Nach Auffassung der Kammer kann die Fiktion der Gutschrift auf einem Konto nicht so weit gehen, daß der fiktive Eingang einer Barzahlung an einem vor dem tatsächlichen Eingang liegenden Tag als Zahlungstag anerkannt wird.
7. Außerdem ist es wohl kaum zulässig, die Frist für Barzahlungen analog zu Regel 85 EPÜ zu verlängern, wenn die Barzahlung nicht innerhalb der Öffnungszeiten erfolgt ist. Es ist etwas anderes, ob eine Zahlung, die an einem Tag fällig wird, an dem das Amt geschlossen ist, am nächstfolgenden Öffnungstag vorgenommen werden darf oder ob eine Zahlung an einem Öffnungstag erst nach Dienstschluß angeboten wird.
8. Auch das Argument der Beschwerdeführerin, eine Einspruchsgebühr könne als im Sinne des Artikels 99 (1) EPÜ "entrichtet" gelten, wenn der Einzahler nicht mehr über den Geldbetrag verfügen könne, kann die Kammer nicht gelten lassen. Aus der französischen und der englischen Fassung des Artikels 99 (1) EPÜ, die ebenso verbindlich sind wie die deutsche, geht eindeutig hervor, daß bei Barzahlungen - anders als bei Überweisungen - "entrichtet" im Sinne von "tatsächlich an das EPA gezahlt" zu verstehen ist. Im vorliegenden Fall war die Deutsche Bundespost kein mit der Entgegennahme von Geldbeträgen beauftragter Erfüllungsgehilfe des EPA, sondern nur der Bote des Einzahlers.
ENTSCHEIDUNGSFORMEL
9. Aus diesen Gründen muß die vorliegende Beschwerde zurückgewiesen werden.
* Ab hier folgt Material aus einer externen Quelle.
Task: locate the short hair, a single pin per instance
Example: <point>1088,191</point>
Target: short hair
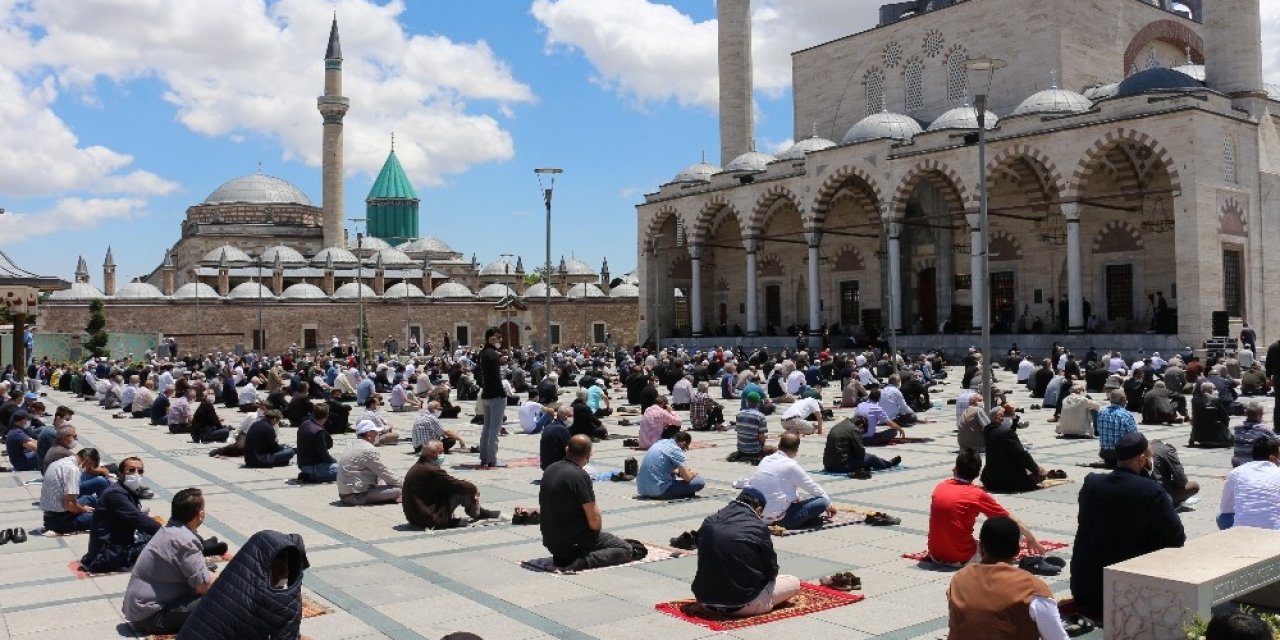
<point>187,504</point>
<point>968,465</point>
<point>1000,538</point>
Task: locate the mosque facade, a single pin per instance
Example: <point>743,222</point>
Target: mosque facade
<point>259,265</point>
<point>1132,160</point>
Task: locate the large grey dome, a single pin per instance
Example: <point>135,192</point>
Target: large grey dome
<point>257,188</point>
<point>883,124</point>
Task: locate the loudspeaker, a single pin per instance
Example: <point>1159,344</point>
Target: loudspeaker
<point>1221,327</point>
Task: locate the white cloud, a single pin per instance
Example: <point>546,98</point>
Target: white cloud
<point>652,53</point>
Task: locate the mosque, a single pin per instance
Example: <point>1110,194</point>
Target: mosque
<point>1132,163</point>
<point>259,265</point>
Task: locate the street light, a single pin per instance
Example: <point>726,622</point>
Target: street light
<point>981,71</point>
<point>547,274</point>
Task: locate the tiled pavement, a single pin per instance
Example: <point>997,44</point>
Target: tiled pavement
<point>383,580</point>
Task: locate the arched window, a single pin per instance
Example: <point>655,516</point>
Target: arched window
<point>958,78</point>
<point>874,81</point>
<point>914,78</point>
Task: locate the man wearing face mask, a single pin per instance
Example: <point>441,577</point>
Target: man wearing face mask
<point>120,529</point>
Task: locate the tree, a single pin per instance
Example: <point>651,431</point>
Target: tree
<point>96,329</point>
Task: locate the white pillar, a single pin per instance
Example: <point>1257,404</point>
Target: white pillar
<point>977,288</point>
<point>895,275</point>
<point>753,318</point>
<point>1074,277</point>
<point>695,301</point>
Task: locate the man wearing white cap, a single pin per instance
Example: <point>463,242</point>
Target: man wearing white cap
<point>361,466</point>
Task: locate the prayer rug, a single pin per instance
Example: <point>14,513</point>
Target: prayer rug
<point>1050,545</point>
<point>656,554</point>
<point>810,599</point>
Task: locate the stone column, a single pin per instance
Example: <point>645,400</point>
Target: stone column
<point>1074,275</point>
<point>753,316</point>
<point>695,301</point>
<point>977,288</point>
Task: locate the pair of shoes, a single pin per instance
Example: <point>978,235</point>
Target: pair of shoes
<point>881,519</point>
<point>688,540</point>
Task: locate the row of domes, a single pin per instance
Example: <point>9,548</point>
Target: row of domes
<point>891,126</point>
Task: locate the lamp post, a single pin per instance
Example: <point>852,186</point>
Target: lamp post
<point>551,172</point>
<point>981,72</point>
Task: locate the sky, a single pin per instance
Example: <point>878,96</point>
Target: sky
<point>119,114</point>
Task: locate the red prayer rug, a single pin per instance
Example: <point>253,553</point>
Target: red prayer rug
<point>810,599</point>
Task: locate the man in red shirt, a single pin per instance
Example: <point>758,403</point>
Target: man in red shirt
<point>954,511</point>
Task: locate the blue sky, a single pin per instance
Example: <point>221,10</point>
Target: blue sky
<point>122,114</point>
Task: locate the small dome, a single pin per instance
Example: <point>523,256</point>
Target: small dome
<point>805,146</point>
<point>304,291</point>
<point>190,291</point>
<point>538,291</point>
<point>137,291</point>
<point>233,255</point>
<point>78,291</point>
<point>585,291</point>
<point>496,291</point>
<point>625,291</point>
<point>341,257</point>
<point>1156,80</point>
<point>425,245</point>
<point>352,291</point>
<point>287,255</point>
<point>963,118</point>
<point>750,161</point>
<point>883,124</point>
<point>260,190</point>
<point>1054,101</point>
<point>250,291</point>
<point>402,291</point>
<point>452,289</point>
<point>695,173</point>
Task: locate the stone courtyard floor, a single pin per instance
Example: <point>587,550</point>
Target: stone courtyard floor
<point>383,580</point>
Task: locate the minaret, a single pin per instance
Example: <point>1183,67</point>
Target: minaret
<point>333,106</point>
<point>737,120</point>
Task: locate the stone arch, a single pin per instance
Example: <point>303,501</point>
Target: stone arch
<point>1118,237</point>
<point>767,206</point>
<point>946,178</point>
<point>868,193</point>
<point>1159,156</point>
<point>1166,31</point>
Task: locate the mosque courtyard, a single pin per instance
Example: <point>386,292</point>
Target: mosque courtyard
<point>380,579</point>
10. Die Beschwerdeführerin hat den Antrag auf Wiedereinsetzung in den vorigen Stand, die unter den gegebenenen Umständen in Artikel 122 EPÜ auch nicht vorgesehen ist, nicht aufrechterhalten. Der in der angefochtenen Entscheidung hierzu vorgebrachten Begründung schließt sich die Kammer an.